Climate negotiators are focused on taking inventory of where nations stand on cutting carbon pollution or preparing for a warmer world.
The inventory of gaps between what nations are doing and what they are obliged to do to fulfill the 2015 Paris Agreement dominates the week-old talks hosted by the United Arab Emirates in Dubai from Nov. 30 to Dec. 12.
Nations that signed the Paris treaty committed to hold warming this century to under 2° above pre-industrial levels, or preferably 1.5°. But we've already reached 1.4°, the World Meteorological Organization said.
"Alarmingly, the global stocktake demonstrates that progress on adaptation is stagnating," U.N. Climate Change's Simon Stiell said on Wednesday.
Stiell, executive secretary of the entity formally known as the U.N. Framework Convention on Climate Change, or UNFCCC, called for negotiators from 197 nations to ensure climate adaptation financing is "scaled up significantly."

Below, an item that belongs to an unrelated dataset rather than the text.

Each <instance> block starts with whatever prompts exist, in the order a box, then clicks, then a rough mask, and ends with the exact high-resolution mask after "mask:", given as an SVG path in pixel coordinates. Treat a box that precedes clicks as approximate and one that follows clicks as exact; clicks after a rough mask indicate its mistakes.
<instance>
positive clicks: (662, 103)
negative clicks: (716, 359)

Developing nations need the money to adapt to more fires, floods, droughts, temperature fluctuations and sea level rise, and that's on top of the world doing everything possible to cut emissions and slow the pace of warming.
"Let’s be honest: good intentions won’t halve emissions this decade or save lives right now," he said. "Only serious progress on finance can deliver frontline results."

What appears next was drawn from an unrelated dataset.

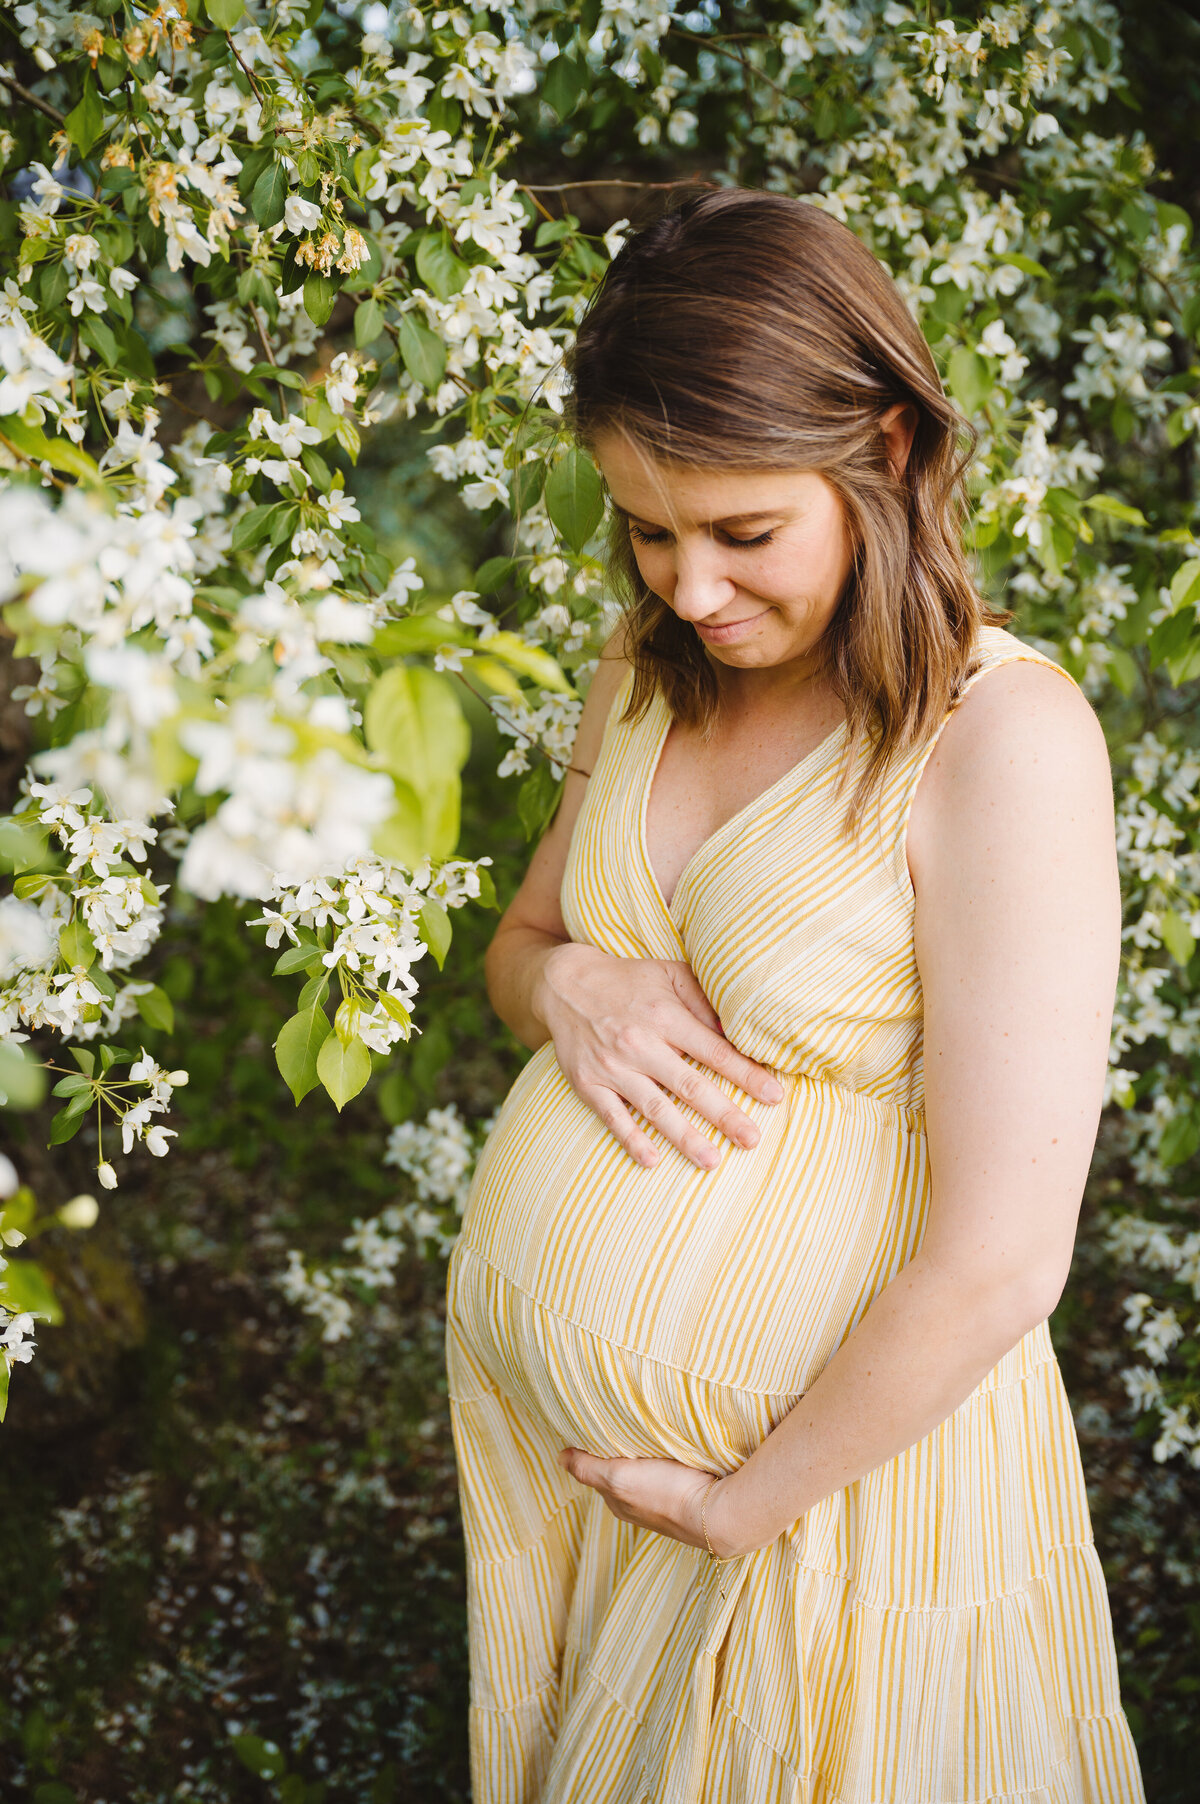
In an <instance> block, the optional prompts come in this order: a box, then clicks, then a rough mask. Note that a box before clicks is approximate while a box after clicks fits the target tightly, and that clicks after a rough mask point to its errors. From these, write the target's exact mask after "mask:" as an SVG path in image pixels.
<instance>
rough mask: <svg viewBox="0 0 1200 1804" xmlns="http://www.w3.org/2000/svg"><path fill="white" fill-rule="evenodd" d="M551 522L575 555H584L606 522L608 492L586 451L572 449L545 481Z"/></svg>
mask: <svg viewBox="0 0 1200 1804" xmlns="http://www.w3.org/2000/svg"><path fill="white" fill-rule="evenodd" d="M545 505H547V512H549V516H550V520H552V521H554V525H556V527H558V530H559V532H561V536H563V539H565V541H567V545H568V547H570V550H572V552H581V550H583V547H585V545H586V543H588V539H590V538H592V534H594V532H595V529H597V527H599V523H601V520H603V518H605V489H603V483H601V478H599V471H597V469H595V464H594V462H592V458H590V456H588V455H586V451H577V449H574V447H572V449H570V451H567V455H565V456H563V458H559V462H558V464H556V465H554V469H552V471H550V474H549V476H547V480H545Z"/></svg>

The global stocktake underpins "the core decision here on how to close the gap to 1.5° through the phaseout of fossil fuels and the scaleup of renewable energy," said Jennifer Morgan, Germany's special climate envoy.
Delivering a 'bullet train' not an 'old caboose'
The 28th Conference of Parties, or COP28, pivots on key word choices, such as between "should" or "shall," which carries legal obligations, and between actions to "phase down" or "phase out" burning of coal, oil and natural gas.

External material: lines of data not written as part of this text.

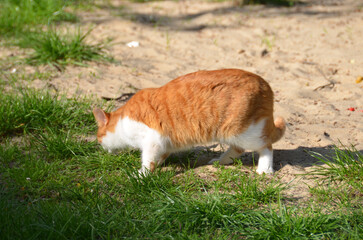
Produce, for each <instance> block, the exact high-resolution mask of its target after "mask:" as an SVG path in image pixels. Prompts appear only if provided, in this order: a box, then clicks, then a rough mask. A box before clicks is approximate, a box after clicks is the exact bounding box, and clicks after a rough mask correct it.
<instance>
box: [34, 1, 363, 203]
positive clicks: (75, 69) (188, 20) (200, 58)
mask: <svg viewBox="0 0 363 240" xmlns="http://www.w3.org/2000/svg"><path fill="white" fill-rule="evenodd" d="M303 2H304V4H298V5H297V6H294V7H291V8H285V7H271V6H246V7H243V8H240V7H236V6H235V5H233V3H228V2H224V3H208V2H203V1H164V2H151V3H146V4H132V3H127V2H122V1H113V3H114V5H115V6H114V7H108V6H104V7H102V8H101V9H97V10H94V11H92V12H88V13H83V14H81V17H82V20H81V26H82V27H84V28H85V29H87V28H88V27H91V26H93V27H95V29H94V30H93V32H92V34H91V36H90V40H91V42H100V41H101V42H102V41H105V40H106V39H108V38H112V39H113V44H112V45H111V46H110V47H109V51H110V53H111V54H112V55H113V56H114V57H115V59H116V60H117V61H118V63H117V64H98V63H92V64H90V66H89V67H84V68H80V67H68V68H67V69H66V71H65V72H63V73H59V74H56V76H55V78H54V79H51V80H49V82H47V83H46V84H48V85H49V84H51V85H52V86H54V87H55V88H56V89H58V90H62V91H67V92H68V93H70V94H73V93H77V94H89V93H92V94H96V95H97V96H98V97H101V96H107V97H118V96H120V95H121V94H122V93H125V92H133V91H135V89H140V88H146V87H158V86H161V85H163V84H165V83H167V82H168V81H170V80H172V79H174V78H175V77H177V76H180V75H183V74H186V73H189V72H193V71H197V70H202V69H208V70H211V69H221V68H241V69H245V70H248V71H251V72H254V73H257V74H259V75H260V76H262V77H263V78H265V79H266V80H267V81H268V82H269V83H270V85H271V87H272V88H273V90H274V92H275V114H276V115H279V116H283V117H284V118H285V119H286V120H287V122H288V126H287V132H286V135H285V137H284V138H283V139H282V140H281V141H279V142H278V143H276V144H275V145H274V148H275V152H274V158H275V169H276V170H277V175H278V176H280V178H281V179H282V180H283V181H284V182H289V181H291V180H294V182H293V183H294V184H293V185H292V186H293V188H292V189H291V190H289V192H288V194H289V195H290V196H293V197H295V198H302V199H303V198H306V197H309V193H308V187H307V185H306V184H305V183H308V184H312V182H311V181H310V180H308V179H307V178H306V177H303V176H300V175H299V174H301V173H306V172H307V171H309V170H311V168H312V166H313V164H315V163H316V160H314V159H313V158H312V157H310V156H309V154H308V153H307V152H306V151H315V152H320V153H329V147H330V146H331V145H333V144H339V141H341V142H342V143H343V144H347V145H349V144H353V145H355V146H356V148H357V149H358V150H362V149H363V121H362V119H363V97H362V95H363V82H361V83H356V79H357V77H359V76H362V75H363V1H359V0H341V1H336V0H335V1H334V0H330V1H329V0H320V1H318V0H316V1H313V0H305V1H303ZM131 41H137V42H139V47H133V48H131V47H128V46H127V45H126V44H127V43H129V42H131ZM34 84H44V83H40V82H39V81H34ZM348 108H355V111H350V110H348ZM251 159H252V154H251V153H247V154H245V155H244V157H243V161H244V162H245V163H246V165H247V166H249V165H251V164H252V160H251ZM201 162H203V161H201ZM200 165H203V164H200ZM211 168H213V167H212V166H201V167H200V169H201V170H200V172H205V171H207V172H208V171H213V169H211Z"/></svg>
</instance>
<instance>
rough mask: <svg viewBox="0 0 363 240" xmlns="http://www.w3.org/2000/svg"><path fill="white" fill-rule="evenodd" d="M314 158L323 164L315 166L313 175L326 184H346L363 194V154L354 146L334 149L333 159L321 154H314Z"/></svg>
mask: <svg viewBox="0 0 363 240" xmlns="http://www.w3.org/2000/svg"><path fill="white" fill-rule="evenodd" d="M312 156H313V157H315V158H316V159H318V160H319V161H320V162H321V163H322V165H317V166H315V169H314V171H313V172H312V173H313V174H315V175H319V176H321V177H322V180H323V181H325V182H334V183H342V182H345V183H347V184H348V185H350V186H351V187H353V188H354V189H356V190H358V191H359V192H360V193H361V194H362V193H363V185H362V182H363V154H362V153H361V152H359V151H358V150H357V149H355V147H354V146H352V147H350V148H348V147H344V146H343V149H339V148H338V147H334V155H333V156H331V157H327V156H323V155H321V154H319V153H312Z"/></svg>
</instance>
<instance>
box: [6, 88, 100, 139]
mask: <svg viewBox="0 0 363 240" xmlns="http://www.w3.org/2000/svg"><path fill="white" fill-rule="evenodd" d="M0 102H1V105H0V136H8V135H12V134H16V133H22V132H25V133H28V132H30V131H35V130H37V131H44V130H45V129H46V128H51V129H52V130H55V129H57V130H58V129H65V128H67V129H71V130H72V131H77V130H79V131H80V133H84V132H86V131H90V130H94V129H95V126H94V120H93V116H92V115H91V113H90V112H91V102H90V101H89V100H87V99H86V98H83V99H82V98H78V99H77V98H74V99H67V98H66V97H65V96H64V95H59V94H55V95H53V94H50V93H49V92H47V91H41V90H34V89H26V88H25V89H22V88H19V87H18V88H14V89H12V90H11V91H4V92H3V94H1V95H0Z"/></svg>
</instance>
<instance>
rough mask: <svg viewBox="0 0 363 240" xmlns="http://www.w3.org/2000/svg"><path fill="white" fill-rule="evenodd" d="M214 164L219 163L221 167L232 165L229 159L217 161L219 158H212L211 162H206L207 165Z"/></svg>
mask: <svg viewBox="0 0 363 240" xmlns="http://www.w3.org/2000/svg"><path fill="white" fill-rule="evenodd" d="M214 162H219V164H221V165H228V164H231V163H233V160H232V159H231V158H229V159H222V160H221V159H219V158H213V159H212V160H210V161H209V162H208V164H213V163H214Z"/></svg>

Some favor a "fossil fuel nonproliferation treaty," which has gained the endorsement of the World Health Organization, European Parliament, 11 nations and dozens of cities.
The approach calls for "a global just transition away from coal, oil and gas in a manner that is both fast and fair, so that no worker, community or country is left behind."
This is the first U.N. climate summit that has required participants to disclose at registration if they represent polluting industries.
As many as 84,000 people are attending, a more than 20-fold increase from COP1 at Berlin in 1995. That includes at least 2,456 lobbyists for coal, oil, or natural gas, a Brussels-based coalition of more than 450 organizations said.
On the first day of the summit, leaders announced the creation of a "loss and damage" climate compensation fund – a breakthrough from past talks.
Rich nations most responsible for the climate crisis have pledged more than $720 million to it so far, but that's less than 0.2% of the estimated US$400 billion a year that developing countries need.
"At the end of next week, we need COP to deliver a bullet train to speed up climate action. We currently have an old caboose chugging over rickety tracks," Stiell summed up.
"But the tools are all there on the table, the technologies and solutions exist. It’s time for governments and negotiators to pick them up and put them to work."